The result has been a flurry of short video clips shared on Twitter since the beginning of the year that show how exactly a Bloodborne PS1 demake could look and play like. In many of the early uploads, Bloodborne’s protagonist, the hunter, can be seen running around a flat, low-poly stone arena, occasionally swinging dual blades or firing a musket at roaming packs of hunting dogs. More recently, entire buildings have been added to the environment, showing the project slowly taking shape as Walther and Prichard make steady progress. One clip even shows off a split-screen multiplayer mode in which two hunters can duel, with clumpy, bright-red streams of blood jetting out whenever they strike one another. It all feels a bit like discovering a lost PS1 demo disc with footage from a game that was ultimately cancelled and then later became haunted.

Walther said that between the generally simple art style and straightforward mechanics, Bloodborne felt like a natural fit for a PS1-style demake. “This might be a somewhat controversial take, but I always thought of the soulsborne games as retro in their feel, and I mean that as a form of the highest praise,” Walther told Kotaku. “Of course they take advantage of modern technology (the online functionality is just as vital to soulsborne as anything else) but like I mentioned before they are very rudimentary in their core design and there is that classic souls jank that just makes it all incredibly endearing, as well as the mischievous design that you don’t really get in big-budget releases anymore.”

More ambitious will be translating Bloodborne’s unique brand of world-building and exploration, full of subtly connected spaces whose nuance could be lost when dialling back the game’s entire presentation by two decades. “For something that didn’t translate down so easily it would have to be the seamless interconnected worlds that have been a staple of soulsborne since the first Dark Souls,” Walther said. “We threw around a lot of ideas before landing on having many separated small levels that are stitched together with loading screens, similar to how Metal Gear Solid or Ocarina of Time did it. That way, there is still a logical layout of the world that players can reference in their head like Bloodborne on PS4.”

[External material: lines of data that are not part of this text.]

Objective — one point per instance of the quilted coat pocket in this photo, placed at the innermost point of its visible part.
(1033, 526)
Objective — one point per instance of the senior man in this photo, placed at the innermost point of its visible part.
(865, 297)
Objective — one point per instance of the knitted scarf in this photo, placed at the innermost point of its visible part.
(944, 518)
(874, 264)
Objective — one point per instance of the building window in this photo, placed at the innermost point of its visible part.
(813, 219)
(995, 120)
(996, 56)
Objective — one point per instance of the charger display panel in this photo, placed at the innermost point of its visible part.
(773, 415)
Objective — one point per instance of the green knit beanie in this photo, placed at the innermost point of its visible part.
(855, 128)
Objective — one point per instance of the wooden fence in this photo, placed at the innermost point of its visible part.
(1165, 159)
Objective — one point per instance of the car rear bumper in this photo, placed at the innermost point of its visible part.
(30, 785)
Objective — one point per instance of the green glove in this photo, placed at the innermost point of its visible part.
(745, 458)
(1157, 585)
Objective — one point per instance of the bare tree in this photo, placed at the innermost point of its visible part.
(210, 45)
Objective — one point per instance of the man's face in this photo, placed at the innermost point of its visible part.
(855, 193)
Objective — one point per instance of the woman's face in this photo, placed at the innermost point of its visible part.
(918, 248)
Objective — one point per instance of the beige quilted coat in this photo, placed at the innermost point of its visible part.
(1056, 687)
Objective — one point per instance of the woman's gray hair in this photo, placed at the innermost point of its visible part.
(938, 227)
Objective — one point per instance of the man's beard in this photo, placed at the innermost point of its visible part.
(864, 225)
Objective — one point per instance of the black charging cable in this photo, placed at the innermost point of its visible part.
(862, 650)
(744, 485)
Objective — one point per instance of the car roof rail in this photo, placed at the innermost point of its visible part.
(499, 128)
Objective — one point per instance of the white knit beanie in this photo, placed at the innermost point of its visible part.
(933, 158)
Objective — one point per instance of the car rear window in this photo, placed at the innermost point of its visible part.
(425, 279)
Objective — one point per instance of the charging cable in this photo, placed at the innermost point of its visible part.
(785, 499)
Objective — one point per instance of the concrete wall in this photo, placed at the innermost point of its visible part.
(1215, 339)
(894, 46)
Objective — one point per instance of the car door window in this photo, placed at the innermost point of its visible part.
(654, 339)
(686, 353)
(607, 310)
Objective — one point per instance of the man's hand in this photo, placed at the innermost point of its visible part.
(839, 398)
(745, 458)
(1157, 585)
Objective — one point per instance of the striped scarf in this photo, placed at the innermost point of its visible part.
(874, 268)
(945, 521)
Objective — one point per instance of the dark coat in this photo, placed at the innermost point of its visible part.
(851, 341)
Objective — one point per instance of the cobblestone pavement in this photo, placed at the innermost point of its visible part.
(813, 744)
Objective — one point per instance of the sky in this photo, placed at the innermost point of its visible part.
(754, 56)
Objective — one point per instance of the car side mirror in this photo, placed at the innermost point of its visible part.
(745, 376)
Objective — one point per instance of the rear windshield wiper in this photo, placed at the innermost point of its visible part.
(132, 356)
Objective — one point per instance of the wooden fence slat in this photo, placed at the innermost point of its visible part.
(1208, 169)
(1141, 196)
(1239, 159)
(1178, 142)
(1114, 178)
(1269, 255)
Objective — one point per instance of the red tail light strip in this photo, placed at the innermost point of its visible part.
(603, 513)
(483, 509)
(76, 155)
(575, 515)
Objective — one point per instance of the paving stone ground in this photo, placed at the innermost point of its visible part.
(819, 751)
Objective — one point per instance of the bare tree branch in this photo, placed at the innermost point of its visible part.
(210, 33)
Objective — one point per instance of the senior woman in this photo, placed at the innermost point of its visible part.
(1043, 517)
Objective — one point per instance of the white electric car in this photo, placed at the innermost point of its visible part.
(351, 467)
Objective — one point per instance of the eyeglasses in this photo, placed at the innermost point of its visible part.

Fan games are always a risky proposition, especially ones as ambitious as Bloodborne PSX. Whatever its eventual fate, Bloodborne fans will at the very least get to feed off the dream of seeing its devolution play out in real time. While traditional games are about imagining the future, demakes are uniquely about re-imagining the past, and Bloodborne PSX already looks like it would fit perfectly onto the back of the original PlayStation box. Hopefully when Walther and Prichard are done with it it’ll play like it belonged there as well.